Fastai v2 chat

@sgugger It seems to me that it is conflicting with splits. When I create a dataset without splits, the wgts seems to be working. Otherwise it complains about the sizes of the parameters (weighted_dataloaders):

ValueError: 'a' and 'p' must have same size

I have not designed that particular API, so there is no need to tag me. I have no more knowledge of what is causing your error than you do :wink:

1 Like

I did not know that. Sorry.

Hi Boris.

Do you know how the weights must be passed to the weighted_dataloaders? When I do not have splits, it works fine with an array of weights. But when I have splits, I get the following error:

ValueError: 'a' and 'p' must have same size

They should be passed only to the training dataset. They won’t be used on the validation dataset (which will process all the items it has).

1 Like

Oh, ok! Thank you very much!

Thank you for fixing them, I found some imports being duplicated too. I opened a pull request.

My solution didn’t work. Sorry, i didn’t say nothing! :zipper_mouth_face:

I’m trying to run the fastbook notebooks. I installed fastai2 and fastcore as editable installs, but I get the following error when I try to run the first line of the notebook:

ModuleNotFoundError: No module named ‘fastai2’

How can I get fastai2 to work in these notebooks?

How about? !pip install fastai2

Is the Monte Carlo Dropout functionality introduced here PR: Ability to use dropout at prediction time (Monte Carlo Dropout) available in fastai v2?

What’s the point of having size argument in both Resize in item_tfms and aug_transforms in batch_tfms?

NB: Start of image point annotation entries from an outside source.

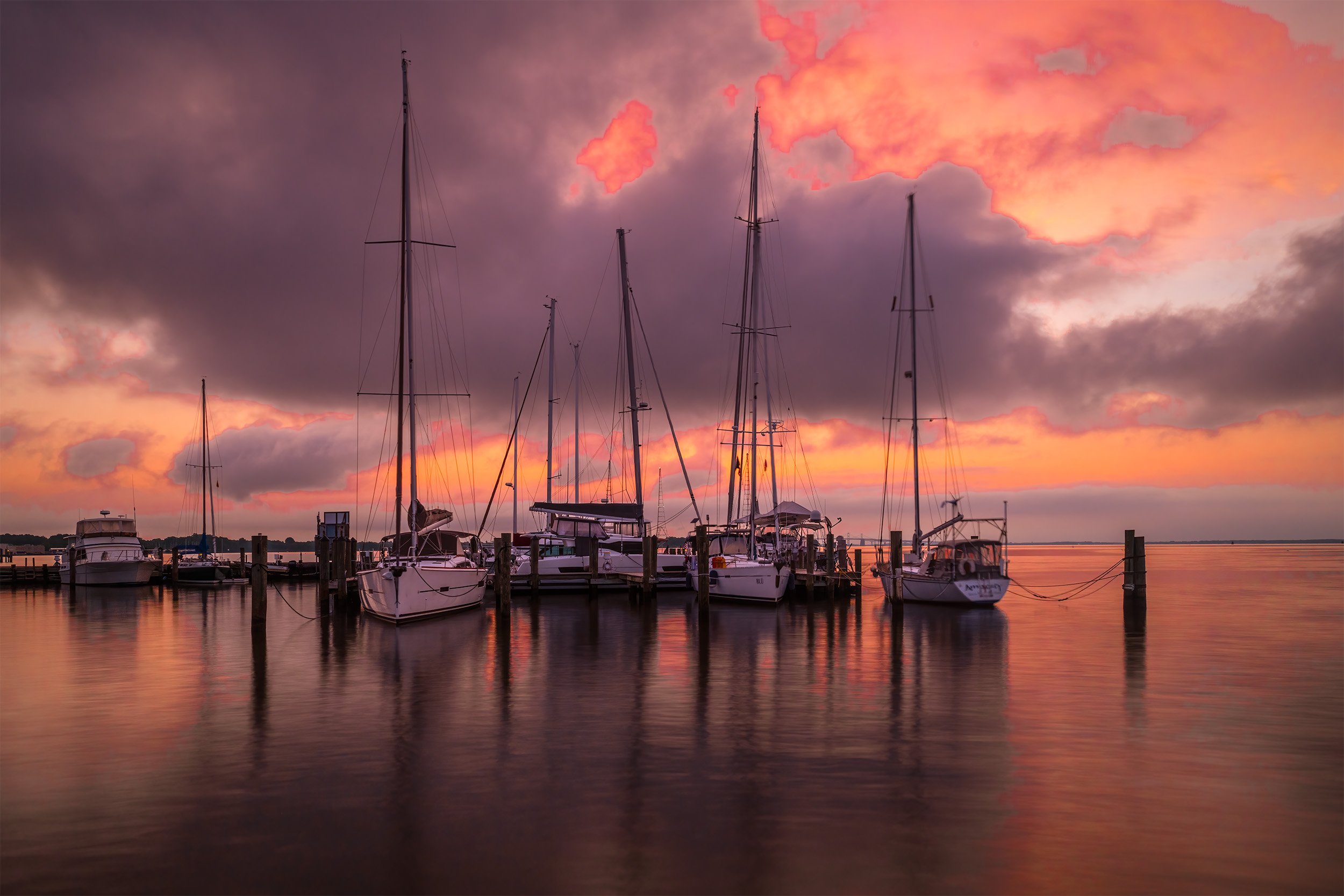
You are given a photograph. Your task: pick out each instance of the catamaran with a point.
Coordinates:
(752, 556)
(425, 570)
(948, 563)
(617, 528)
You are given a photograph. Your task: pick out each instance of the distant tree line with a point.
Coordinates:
(222, 546)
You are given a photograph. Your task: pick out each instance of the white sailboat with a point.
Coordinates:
(619, 528)
(205, 566)
(945, 564)
(105, 551)
(425, 570)
(746, 562)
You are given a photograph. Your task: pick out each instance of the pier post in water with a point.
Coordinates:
(1140, 567)
(342, 567)
(831, 566)
(651, 566)
(702, 564)
(593, 567)
(858, 572)
(503, 570)
(1129, 558)
(259, 580)
(534, 556)
(898, 591)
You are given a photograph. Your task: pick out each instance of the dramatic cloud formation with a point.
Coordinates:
(625, 149)
(1129, 216)
(975, 90)
(98, 457)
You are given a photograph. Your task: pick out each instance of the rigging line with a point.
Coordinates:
(440, 316)
(663, 398)
(512, 436)
(363, 268)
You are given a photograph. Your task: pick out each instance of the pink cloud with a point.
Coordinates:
(625, 149)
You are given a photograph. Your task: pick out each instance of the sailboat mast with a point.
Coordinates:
(550, 405)
(576, 422)
(205, 462)
(401, 313)
(210, 472)
(753, 355)
(630, 374)
(734, 477)
(515, 456)
(914, 372)
(410, 308)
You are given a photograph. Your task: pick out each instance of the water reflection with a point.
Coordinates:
(614, 744)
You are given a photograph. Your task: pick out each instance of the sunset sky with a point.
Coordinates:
(1132, 218)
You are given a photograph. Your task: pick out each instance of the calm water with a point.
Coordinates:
(152, 744)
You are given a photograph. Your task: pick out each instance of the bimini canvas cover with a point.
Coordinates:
(106, 526)
(791, 515)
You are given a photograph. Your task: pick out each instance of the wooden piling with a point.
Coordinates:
(702, 564)
(831, 566)
(259, 580)
(898, 591)
(593, 567)
(342, 567)
(1129, 559)
(810, 566)
(651, 566)
(534, 558)
(321, 553)
(504, 570)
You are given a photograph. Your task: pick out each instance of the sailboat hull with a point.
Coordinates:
(749, 580)
(425, 589)
(111, 572)
(923, 589)
(563, 572)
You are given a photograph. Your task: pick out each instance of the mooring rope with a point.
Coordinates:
(287, 602)
(1080, 589)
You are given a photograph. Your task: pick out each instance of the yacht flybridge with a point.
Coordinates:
(425, 570)
(105, 551)
(949, 563)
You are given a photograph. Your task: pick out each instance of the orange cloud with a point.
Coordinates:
(1023, 450)
(1187, 123)
(625, 149)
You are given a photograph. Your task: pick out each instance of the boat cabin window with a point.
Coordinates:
(729, 544)
(982, 553)
(578, 529)
(106, 526)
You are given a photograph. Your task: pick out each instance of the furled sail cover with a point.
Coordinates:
(791, 513)
(592, 511)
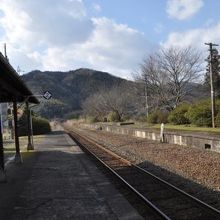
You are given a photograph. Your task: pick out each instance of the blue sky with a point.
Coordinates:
(107, 35)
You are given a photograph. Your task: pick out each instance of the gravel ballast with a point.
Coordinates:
(195, 170)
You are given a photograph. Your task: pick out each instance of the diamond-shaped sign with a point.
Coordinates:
(47, 95)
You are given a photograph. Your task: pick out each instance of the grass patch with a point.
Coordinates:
(184, 128)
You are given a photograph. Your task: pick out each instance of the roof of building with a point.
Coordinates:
(12, 88)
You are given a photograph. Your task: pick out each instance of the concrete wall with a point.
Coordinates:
(194, 140)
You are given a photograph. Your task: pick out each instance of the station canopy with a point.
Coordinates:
(12, 88)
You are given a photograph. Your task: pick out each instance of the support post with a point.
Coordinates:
(18, 158)
(2, 161)
(211, 83)
(30, 145)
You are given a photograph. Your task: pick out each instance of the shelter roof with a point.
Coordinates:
(12, 88)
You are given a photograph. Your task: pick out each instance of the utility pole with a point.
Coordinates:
(211, 82)
(5, 52)
(146, 96)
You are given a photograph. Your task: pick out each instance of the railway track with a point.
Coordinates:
(166, 200)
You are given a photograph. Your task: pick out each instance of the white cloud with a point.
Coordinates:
(159, 28)
(112, 47)
(194, 37)
(44, 21)
(97, 7)
(59, 35)
(183, 9)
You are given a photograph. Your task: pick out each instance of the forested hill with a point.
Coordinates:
(69, 89)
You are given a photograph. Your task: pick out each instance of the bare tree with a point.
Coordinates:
(167, 75)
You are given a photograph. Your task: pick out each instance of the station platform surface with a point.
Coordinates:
(59, 181)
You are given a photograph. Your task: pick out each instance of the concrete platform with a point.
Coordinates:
(60, 182)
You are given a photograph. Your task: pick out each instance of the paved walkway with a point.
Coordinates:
(60, 182)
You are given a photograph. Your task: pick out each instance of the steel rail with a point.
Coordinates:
(148, 202)
(196, 200)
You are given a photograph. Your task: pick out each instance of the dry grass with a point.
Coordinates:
(198, 165)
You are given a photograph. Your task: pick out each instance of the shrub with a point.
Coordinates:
(91, 119)
(113, 117)
(200, 113)
(178, 115)
(40, 126)
(157, 117)
(218, 119)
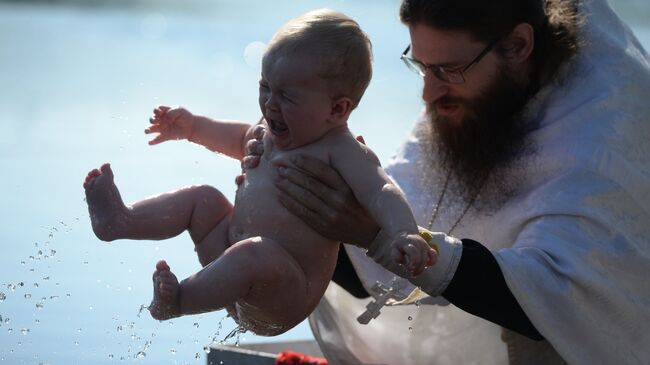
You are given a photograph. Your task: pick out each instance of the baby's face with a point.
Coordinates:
(294, 100)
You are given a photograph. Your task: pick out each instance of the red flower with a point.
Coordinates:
(296, 358)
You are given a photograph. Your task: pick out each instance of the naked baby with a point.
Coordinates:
(261, 263)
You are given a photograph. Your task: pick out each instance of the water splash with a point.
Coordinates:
(235, 332)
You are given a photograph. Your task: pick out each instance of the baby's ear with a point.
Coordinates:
(341, 109)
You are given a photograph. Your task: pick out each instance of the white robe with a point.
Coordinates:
(573, 242)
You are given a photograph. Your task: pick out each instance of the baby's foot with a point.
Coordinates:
(108, 214)
(165, 303)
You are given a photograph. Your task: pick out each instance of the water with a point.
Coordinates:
(78, 85)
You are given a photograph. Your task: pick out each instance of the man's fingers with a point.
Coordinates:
(312, 218)
(304, 181)
(323, 171)
(250, 162)
(254, 147)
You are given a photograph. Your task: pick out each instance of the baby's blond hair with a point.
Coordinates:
(342, 49)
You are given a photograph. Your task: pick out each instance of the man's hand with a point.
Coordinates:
(316, 193)
(254, 150)
(413, 252)
(171, 123)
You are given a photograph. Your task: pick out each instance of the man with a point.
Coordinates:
(533, 145)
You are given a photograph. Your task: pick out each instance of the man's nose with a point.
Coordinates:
(433, 88)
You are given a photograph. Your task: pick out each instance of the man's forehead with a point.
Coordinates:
(437, 46)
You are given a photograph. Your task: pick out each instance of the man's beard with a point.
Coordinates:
(490, 135)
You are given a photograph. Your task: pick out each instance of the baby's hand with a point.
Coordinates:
(413, 252)
(171, 123)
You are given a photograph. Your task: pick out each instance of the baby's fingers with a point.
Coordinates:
(155, 128)
(158, 139)
(160, 110)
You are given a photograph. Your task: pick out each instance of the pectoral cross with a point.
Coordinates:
(382, 295)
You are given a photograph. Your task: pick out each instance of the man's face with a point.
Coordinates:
(477, 125)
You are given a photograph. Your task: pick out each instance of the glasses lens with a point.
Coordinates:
(413, 65)
(450, 76)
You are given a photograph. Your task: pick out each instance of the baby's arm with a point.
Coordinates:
(376, 191)
(223, 136)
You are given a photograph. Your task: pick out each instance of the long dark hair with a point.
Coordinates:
(555, 23)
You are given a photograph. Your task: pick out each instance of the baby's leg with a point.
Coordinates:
(198, 209)
(257, 271)
(165, 293)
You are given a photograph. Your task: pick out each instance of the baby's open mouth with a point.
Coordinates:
(277, 127)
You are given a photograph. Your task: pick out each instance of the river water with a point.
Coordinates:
(78, 82)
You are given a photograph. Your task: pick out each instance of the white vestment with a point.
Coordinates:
(573, 242)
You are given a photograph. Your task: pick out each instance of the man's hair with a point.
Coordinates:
(555, 23)
(336, 42)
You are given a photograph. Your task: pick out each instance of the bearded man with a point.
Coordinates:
(533, 150)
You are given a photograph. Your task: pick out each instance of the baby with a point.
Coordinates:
(261, 263)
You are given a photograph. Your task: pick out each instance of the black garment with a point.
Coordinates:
(478, 287)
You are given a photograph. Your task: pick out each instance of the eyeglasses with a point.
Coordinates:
(446, 74)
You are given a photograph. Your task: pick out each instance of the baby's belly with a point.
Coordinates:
(258, 212)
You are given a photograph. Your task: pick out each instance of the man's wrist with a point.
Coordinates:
(435, 279)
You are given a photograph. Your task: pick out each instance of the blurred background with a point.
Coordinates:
(78, 81)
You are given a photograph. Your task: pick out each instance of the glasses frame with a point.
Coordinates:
(445, 74)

Goodday , ill like to ask if you had success with it using fastai, i am stuck at trying to train, after passing it to a learner and trying to train i get a no target error.

Can someone help me with this problem?

dls_clas = DataBlock(
    blocks=[TextBlock.from_df(text_cols=["reviews"],vocab=dls_lm.vocab),RegressionBlock(n_out=1)],
    get_x    = ColReader("reviews"),
    get_y    = ColReader("sentiment"),
    splitter = RandomSplitter(0.1)
).dataloaders(traindf, bs=128, seq_len=80)

This Throws:

AttributeError: 'Series' object has no attribute 'reviews'

I’m confused how TextBlock.from_df(text_cols=["reviews"],vocab=dls_lm.vocab)
works, Any help is appreciated.

Easiest solution is to create df[“text”] which contains your reviews/text data. I’m not sure why, but I do know this fixed my issue. Then change get_x to “text” and text_cols to “text”

Sorry, I don’t understand properly. Do you mean get_x=“reviews” instead of using colreader? And how to get the “sentiment”?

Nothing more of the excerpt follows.